Row Filter/ Splitter Performance

davekalpak · May 24, 2018, 3:22pm

I am experiencing unnecessarily slow performance when filtering/splitting large datasets based on row number range. In my particular case, I am splitting my table at the first row, i.e. first row goes to top port while the remaining rows go to the bottom port. Intuitively, filtering based on the index of the dataset should be a fast operation… but KNIME seems to be doing this in a way that is quite slow.

RolandBurger · May 25, 2018, 8:29am

Hi @davekalpak,

The problem with the Row Splitter is that even though only one row goes in the top output, the node still has to write a table with all other rows in the bottom output. I.e., it still needs to write the full table so splitting is different from just filtering. Note that this doesn’t happen with the Row Filter since the not-selected rows are discarded. Hope that explains things a bit!

Cheers,
Roland

davekalpak · May 25, 2018, 2:23pm

Thank you, Roland. I appreciate your prompt reply.

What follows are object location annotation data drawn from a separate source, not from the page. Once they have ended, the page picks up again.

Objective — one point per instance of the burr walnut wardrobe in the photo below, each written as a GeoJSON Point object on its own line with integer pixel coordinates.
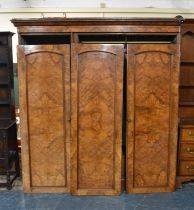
{"type": "Point", "coordinates": [97, 95]}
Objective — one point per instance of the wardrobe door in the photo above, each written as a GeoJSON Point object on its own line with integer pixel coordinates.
{"type": "Point", "coordinates": [152, 105]}
{"type": "Point", "coordinates": [44, 86]}
{"type": "Point", "coordinates": [96, 118]}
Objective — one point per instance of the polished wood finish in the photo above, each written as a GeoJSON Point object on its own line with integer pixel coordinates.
{"type": "Point", "coordinates": [44, 76]}
{"type": "Point", "coordinates": [96, 103]}
{"type": "Point", "coordinates": [9, 160]}
{"type": "Point", "coordinates": [152, 90]}
{"type": "Point", "coordinates": [186, 168]}
{"type": "Point", "coordinates": [186, 105]}
{"type": "Point", "coordinates": [96, 116]}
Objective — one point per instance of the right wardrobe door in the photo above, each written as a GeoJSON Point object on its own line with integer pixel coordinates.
{"type": "Point", "coordinates": [152, 106]}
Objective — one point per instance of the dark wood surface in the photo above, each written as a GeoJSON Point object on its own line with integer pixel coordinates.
{"type": "Point", "coordinates": [96, 108]}
{"type": "Point", "coordinates": [152, 110]}
{"type": "Point", "coordinates": [44, 92]}
{"type": "Point", "coordinates": [9, 160]}
{"type": "Point", "coordinates": [95, 21]}
{"type": "Point", "coordinates": [185, 160]}
{"type": "Point", "coordinates": [96, 105]}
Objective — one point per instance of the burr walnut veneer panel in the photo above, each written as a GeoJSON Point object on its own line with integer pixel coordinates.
{"type": "Point", "coordinates": [96, 109]}
{"type": "Point", "coordinates": [44, 104]}
{"type": "Point", "coordinates": [152, 117]}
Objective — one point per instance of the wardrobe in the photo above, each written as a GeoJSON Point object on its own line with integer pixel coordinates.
{"type": "Point", "coordinates": [98, 98]}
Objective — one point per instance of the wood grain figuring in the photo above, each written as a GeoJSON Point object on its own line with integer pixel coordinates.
{"type": "Point", "coordinates": [96, 119]}
{"type": "Point", "coordinates": [186, 168]}
{"type": "Point", "coordinates": [45, 71]}
{"type": "Point", "coordinates": [186, 151]}
{"type": "Point", "coordinates": [152, 117]}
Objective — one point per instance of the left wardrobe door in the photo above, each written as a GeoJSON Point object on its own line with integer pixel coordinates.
{"type": "Point", "coordinates": [96, 107]}
{"type": "Point", "coordinates": [44, 93]}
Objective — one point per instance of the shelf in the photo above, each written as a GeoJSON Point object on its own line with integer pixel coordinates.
{"type": "Point", "coordinates": [4, 83]}
{"type": "Point", "coordinates": [186, 103]}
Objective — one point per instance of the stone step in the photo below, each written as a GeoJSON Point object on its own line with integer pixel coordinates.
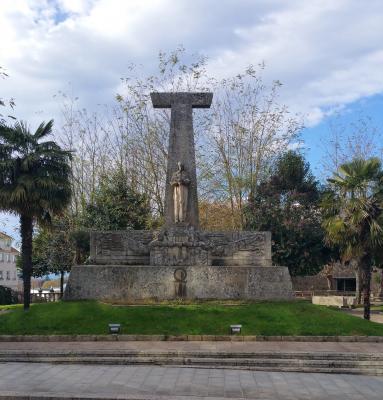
{"type": "Point", "coordinates": [331, 356]}
{"type": "Point", "coordinates": [371, 367]}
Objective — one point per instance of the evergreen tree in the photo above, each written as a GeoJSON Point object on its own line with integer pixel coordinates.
{"type": "Point", "coordinates": [287, 204]}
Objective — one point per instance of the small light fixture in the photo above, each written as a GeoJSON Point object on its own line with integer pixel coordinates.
{"type": "Point", "coordinates": [114, 328]}
{"type": "Point", "coordinates": [235, 329]}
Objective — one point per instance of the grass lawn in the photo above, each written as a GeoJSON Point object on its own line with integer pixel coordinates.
{"type": "Point", "coordinates": [263, 318]}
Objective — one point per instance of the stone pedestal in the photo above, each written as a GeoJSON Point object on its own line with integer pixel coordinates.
{"type": "Point", "coordinates": [142, 283]}
{"type": "Point", "coordinates": [179, 245]}
{"type": "Point", "coordinates": [180, 260]}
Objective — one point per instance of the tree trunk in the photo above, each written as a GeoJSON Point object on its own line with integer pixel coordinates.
{"type": "Point", "coordinates": [366, 283]}
{"type": "Point", "coordinates": [61, 284]}
{"type": "Point", "coordinates": [358, 279]}
{"type": "Point", "coordinates": [26, 230]}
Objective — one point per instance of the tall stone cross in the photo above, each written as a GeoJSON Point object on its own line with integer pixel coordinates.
{"type": "Point", "coordinates": [181, 154]}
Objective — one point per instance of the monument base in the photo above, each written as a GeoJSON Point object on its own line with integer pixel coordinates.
{"type": "Point", "coordinates": [131, 284]}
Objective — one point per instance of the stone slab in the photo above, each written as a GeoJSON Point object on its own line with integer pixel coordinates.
{"type": "Point", "coordinates": [142, 283]}
{"type": "Point", "coordinates": [225, 248]}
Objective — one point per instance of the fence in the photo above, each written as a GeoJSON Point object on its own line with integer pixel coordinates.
{"type": "Point", "coordinates": [40, 297]}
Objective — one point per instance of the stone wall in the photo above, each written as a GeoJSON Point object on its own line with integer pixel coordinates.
{"type": "Point", "coordinates": [218, 248]}
{"type": "Point", "coordinates": [138, 283]}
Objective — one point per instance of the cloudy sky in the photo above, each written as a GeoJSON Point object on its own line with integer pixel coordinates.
{"type": "Point", "coordinates": [327, 53]}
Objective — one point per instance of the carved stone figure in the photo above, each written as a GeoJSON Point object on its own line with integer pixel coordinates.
{"type": "Point", "coordinates": [180, 182]}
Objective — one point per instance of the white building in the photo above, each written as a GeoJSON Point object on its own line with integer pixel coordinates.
{"type": "Point", "coordinates": [8, 255]}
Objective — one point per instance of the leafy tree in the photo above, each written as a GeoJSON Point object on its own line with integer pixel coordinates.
{"type": "Point", "coordinates": [287, 204]}
{"type": "Point", "coordinates": [116, 206]}
{"type": "Point", "coordinates": [34, 183]}
{"type": "Point", "coordinates": [54, 249]}
{"type": "Point", "coordinates": [353, 213]}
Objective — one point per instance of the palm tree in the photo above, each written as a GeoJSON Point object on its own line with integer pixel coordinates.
{"type": "Point", "coordinates": [34, 183]}
{"type": "Point", "coordinates": [353, 216]}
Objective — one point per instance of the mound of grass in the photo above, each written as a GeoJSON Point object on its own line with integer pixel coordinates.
{"type": "Point", "coordinates": [263, 318]}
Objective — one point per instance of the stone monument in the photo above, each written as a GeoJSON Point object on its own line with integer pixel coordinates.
{"type": "Point", "coordinates": [179, 260]}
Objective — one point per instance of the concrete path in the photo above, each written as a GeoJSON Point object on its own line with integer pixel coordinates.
{"type": "Point", "coordinates": [358, 312]}
{"type": "Point", "coordinates": [38, 381]}
{"type": "Point", "coordinates": [151, 346]}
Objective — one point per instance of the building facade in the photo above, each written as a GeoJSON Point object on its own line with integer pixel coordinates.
{"type": "Point", "coordinates": [8, 256]}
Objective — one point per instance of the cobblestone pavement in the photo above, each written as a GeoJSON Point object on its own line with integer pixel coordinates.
{"type": "Point", "coordinates": [155, 382]}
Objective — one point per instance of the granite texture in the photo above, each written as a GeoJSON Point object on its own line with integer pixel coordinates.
{"type": "Point", "coordinates": [181, 147]}
{"type": "Point", "coordinates": [138, 283]}
{"type": "Point", "coordinates": [180, 246]}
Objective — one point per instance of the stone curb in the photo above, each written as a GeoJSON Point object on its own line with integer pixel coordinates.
{"type": "Point", "coordinates": [197, 338]}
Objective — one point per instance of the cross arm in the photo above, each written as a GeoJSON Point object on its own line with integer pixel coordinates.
{"type": "Point", "coordinates": [167, 99]}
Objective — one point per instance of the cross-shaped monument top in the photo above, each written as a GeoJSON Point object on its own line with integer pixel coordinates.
{"type": "Point", "coordinates": [181, 202]}
{"type": "Point", "coordinates": [168, 99]}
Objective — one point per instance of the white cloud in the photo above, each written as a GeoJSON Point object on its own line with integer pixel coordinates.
{"type": "Point", "coordinates": [327, 53]}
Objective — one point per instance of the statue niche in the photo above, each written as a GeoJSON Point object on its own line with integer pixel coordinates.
{"type": "Point", "coordinates": [180, 183]}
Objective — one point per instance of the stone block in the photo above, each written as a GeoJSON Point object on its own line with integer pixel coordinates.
{"type": "Point", "coordinates": [143, 283]}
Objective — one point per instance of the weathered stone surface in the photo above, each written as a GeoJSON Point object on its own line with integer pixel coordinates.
{"type": "Point", "coordinates": [180, 260]}
{"type": "Point", "coordinates": [181, 148]}
{"type": "Point", "coordinates": [120, 247]}
{"type": "Point", "coordinates": [239, 248]}
{"type": "Point", "coordinates": [140, 283]}
{"type": "Point", "coordinates": [180, 245]}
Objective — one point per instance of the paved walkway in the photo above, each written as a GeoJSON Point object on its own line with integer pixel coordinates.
{"type": "Point", "coordinates": [355, 347]}
{"type": "Point", "coordinates": [154, 382]}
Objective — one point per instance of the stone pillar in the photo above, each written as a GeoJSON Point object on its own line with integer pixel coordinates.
{"type": "Point", "coordinates": [181, 149]}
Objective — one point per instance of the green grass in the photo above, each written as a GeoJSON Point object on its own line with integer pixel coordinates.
{"type": "Point", "coordinates": [263, 318]}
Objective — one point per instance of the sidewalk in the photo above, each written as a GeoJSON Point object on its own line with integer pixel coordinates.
{"type": "Point", "coordinates": [216, 346]}
{"type": "Point", "coordinates": [46, 381]}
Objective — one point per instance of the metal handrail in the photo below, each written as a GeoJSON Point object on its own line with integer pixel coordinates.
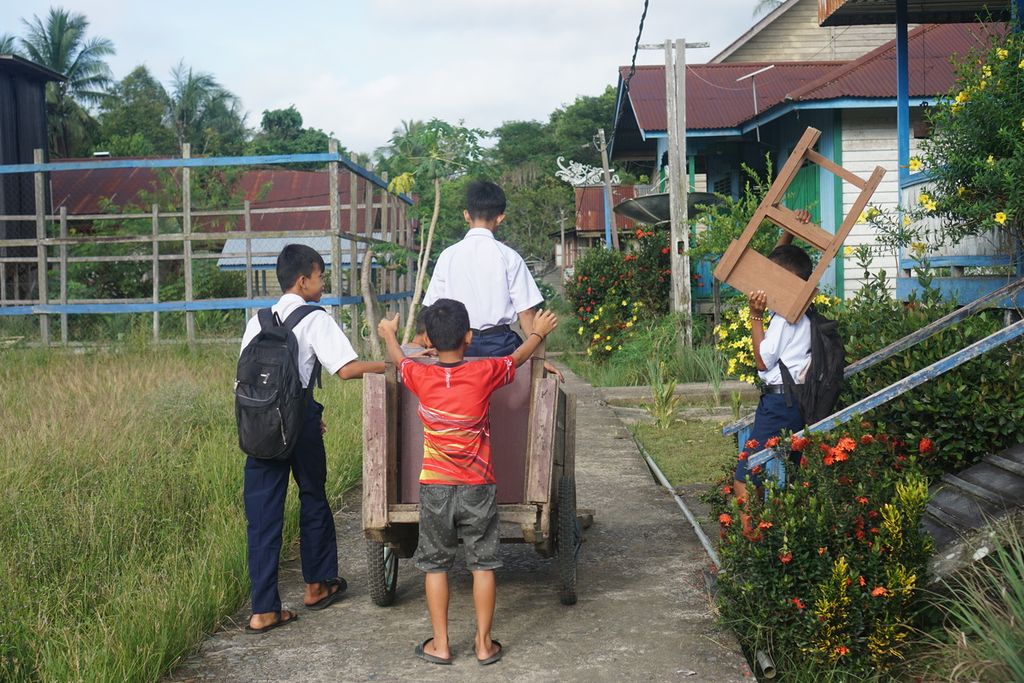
{"type": "Point", "coordinates": [902, 344]}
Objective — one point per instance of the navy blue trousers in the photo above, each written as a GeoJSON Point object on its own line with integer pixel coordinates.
{"type": "Point", "coordinates": [497, 345]}
{"type": "Point", "coordinates": [771, 418]}
{"type": "Point", "coordinates": [265, 487]}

Very true. The Row Filter does complete immediately once the criteria are satisfied. However, the intent of my question might have been distracted by my example. Let’s take the case of the Row Filter. When I specify a range, let’s say the middle third of a large table. It appears that the mechanism in the background is checking every row up to the start of the range, then collecting data until it reaches the end of the range - from there the results are returned (hence, the last third of the table is ignored). Assuming that the data from the previous node is already loaded and available, if I’m filtering by the index of a table, I imagine there are more efficient ways to do it than explicitly checking every row from top down.

Another point that I would like to make, which you touch on in your response - is regarding how data is “written” to the output. I will attempt to explain my confusion with an example.
Let’s take the Column Filter. Regardless of how large (rows or columns) my input is, and regardless of the type of filtering I’m doing (column selection, pattern matching, etc…), the Column Filter executes extremely quickly. It does not appear to be “writing” new data to its output - I would assume it is referencing the previous node’s output and transforming it on the fly - so there is only one copy of the data (from the previous node). If not that, then somehow it is immediately creating a copy of the input and dropping columns that need to be filtered out. The execution of the Column Filter is much too fast even for that…
I think that the Row Filter and Splitter could benefit from the methods that work so well for the Column Filter - especially when it comes to index-based filtering.

Thank you for your attention,
David